With that in mind, in this blog I am going to go through the features that captured the most attention in the DIAD sessions so far, the ones which provided solutions to real business problems and delivered a, what I like to call, “wow” factor for the attendees:
1. Transformation Capabilities
In several scenarios, if a user wanted to display or format a field in a particular way, or shape the whole information in a certain structure, then that usually meant fixing it at the source. If an Excel or flat file was the source, then modifications needed to be completed there first. If the source was in a location where it could not be edited directly, then that meant transformations or changes needed to take place there.
One of the powerful options in Power BI Desktop is the Query Editor, which enables many common transformations such as changing data types, adding new columns, splitting a column and merging and appending queries. Once the query is in the structure required, then all data can be refreshed with the transformations already in place, resulting in better formatting and display of reports.
2. Interactive Visualisations
After multiple visualisations have been added to a report, the power of interactivity between these report parts is immediately seen. Click a bar on a bar chart and see every other visualization change its output accordingly. Choose a location in a map visual and again all other charts, lists and KPIs will show values for this location. Also, sometimes you may not want a chart to be filtered based on choices within other visuals. This can be easily achieved in Power BI by turning off the filter on this chart.
Speed, clarity and structure is enhanced; leaving you spending less time on creating the reports, and more time analysing them and putting them into action.
3. Quick Measures
To create your own metric in a data set in Power BI, you can use DAX expressions. DAX is designed to be very similar to Excel functions, but takes away the hassle of getting bogged down in reams of Excel reports. To get needed information like, for example, last quarter’s net sales, this can be done very quickly and easily in a DAX function.
There are occasions when certain popular measures need to be derived and this means a more complex DAX expression (e.g. YTD, Month on Month Growth etc.) This is where the Quick Measures feature comes to the fore. For example, if you need to get YTD, running totals, averages, percentage differences and so on, then Quick Measures allows you to easily create these and produces the DAX expression for you, saving a lot of time.
Within Power BI is a feature that allows you to see the hidden information on your data. By choosing the Insights option on a chart, multiple charts are produced on this data that could potentially give you more astute metrics. When these insights provide helpful information, you can pin this visualization to your dashboard to revisit whenever needed.
For example, you can see clearly if more revenue is generated in a certain product category for a manufacturer, or if a country is showing noticeably less sales variances for a specific individual product. This opens up a level of never before seen transparency for your business, leading to identifying trends and saving on costs.

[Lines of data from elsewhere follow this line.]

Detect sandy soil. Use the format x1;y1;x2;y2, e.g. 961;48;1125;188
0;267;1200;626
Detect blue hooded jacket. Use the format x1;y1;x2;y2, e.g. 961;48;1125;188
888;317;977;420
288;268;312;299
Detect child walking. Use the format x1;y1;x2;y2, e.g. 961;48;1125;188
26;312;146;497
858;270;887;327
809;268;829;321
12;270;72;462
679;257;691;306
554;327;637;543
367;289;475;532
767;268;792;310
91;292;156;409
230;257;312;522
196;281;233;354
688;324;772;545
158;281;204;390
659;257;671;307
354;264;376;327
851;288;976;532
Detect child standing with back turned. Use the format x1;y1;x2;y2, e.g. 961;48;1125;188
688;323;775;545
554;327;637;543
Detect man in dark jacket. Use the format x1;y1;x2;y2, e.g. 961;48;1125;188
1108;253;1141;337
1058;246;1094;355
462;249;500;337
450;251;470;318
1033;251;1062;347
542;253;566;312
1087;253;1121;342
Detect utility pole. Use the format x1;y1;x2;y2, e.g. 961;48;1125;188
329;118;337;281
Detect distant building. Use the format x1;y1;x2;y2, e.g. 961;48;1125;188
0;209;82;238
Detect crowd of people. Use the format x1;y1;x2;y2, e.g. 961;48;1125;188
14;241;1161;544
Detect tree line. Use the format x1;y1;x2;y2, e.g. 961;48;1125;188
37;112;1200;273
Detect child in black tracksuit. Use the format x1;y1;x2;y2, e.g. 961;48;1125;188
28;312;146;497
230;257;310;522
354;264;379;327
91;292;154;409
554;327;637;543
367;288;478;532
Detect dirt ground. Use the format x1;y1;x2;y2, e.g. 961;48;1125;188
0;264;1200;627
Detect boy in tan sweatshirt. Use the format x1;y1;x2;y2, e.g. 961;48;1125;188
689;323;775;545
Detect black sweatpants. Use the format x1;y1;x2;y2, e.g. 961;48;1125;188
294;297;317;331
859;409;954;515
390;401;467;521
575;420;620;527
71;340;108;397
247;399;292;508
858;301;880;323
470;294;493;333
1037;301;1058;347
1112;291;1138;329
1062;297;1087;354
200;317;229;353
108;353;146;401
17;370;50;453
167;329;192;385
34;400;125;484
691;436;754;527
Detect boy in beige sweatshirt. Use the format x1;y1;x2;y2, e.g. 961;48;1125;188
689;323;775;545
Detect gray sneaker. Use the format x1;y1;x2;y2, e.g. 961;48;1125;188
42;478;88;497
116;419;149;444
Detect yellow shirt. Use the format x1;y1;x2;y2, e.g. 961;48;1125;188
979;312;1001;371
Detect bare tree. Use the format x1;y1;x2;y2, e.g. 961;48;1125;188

5. Compression and Performance
The data sources used in the DIAD training are multiple Excel and flat files. One of these Excel files contains over 11 million rows. Opening this sheet on your machine could hang Excel, and sometimes not all data will get loaded. Even if you do successfully open this file, you will have further issues in producing meaningful reporting information from this data in the form of pivots and charts.
Power BI will not have this problem. Millions of rows will be loaded and ready to be transformed in a short space of time. As well as this, the combined total storage for these individual files comes to 420 MB. Once loaded to Power BI Desktop, file size can be reduced to 50 MB. A massive saving on storage and, in turn, performance.
Dashboard in a Day is more than just a quick-fix lab session or demo; it equips businesses with the platform and technology needed to take full advantage of the data lying in their organisation. Data that is used properly will cut costs, improve transparency and help make better informed strategic decisions to keep an organisation moving forward in a competitive industry. Power BI does the technical work so you don’t have to, turning a tedious or difficult task in to a simple, business enhancing one.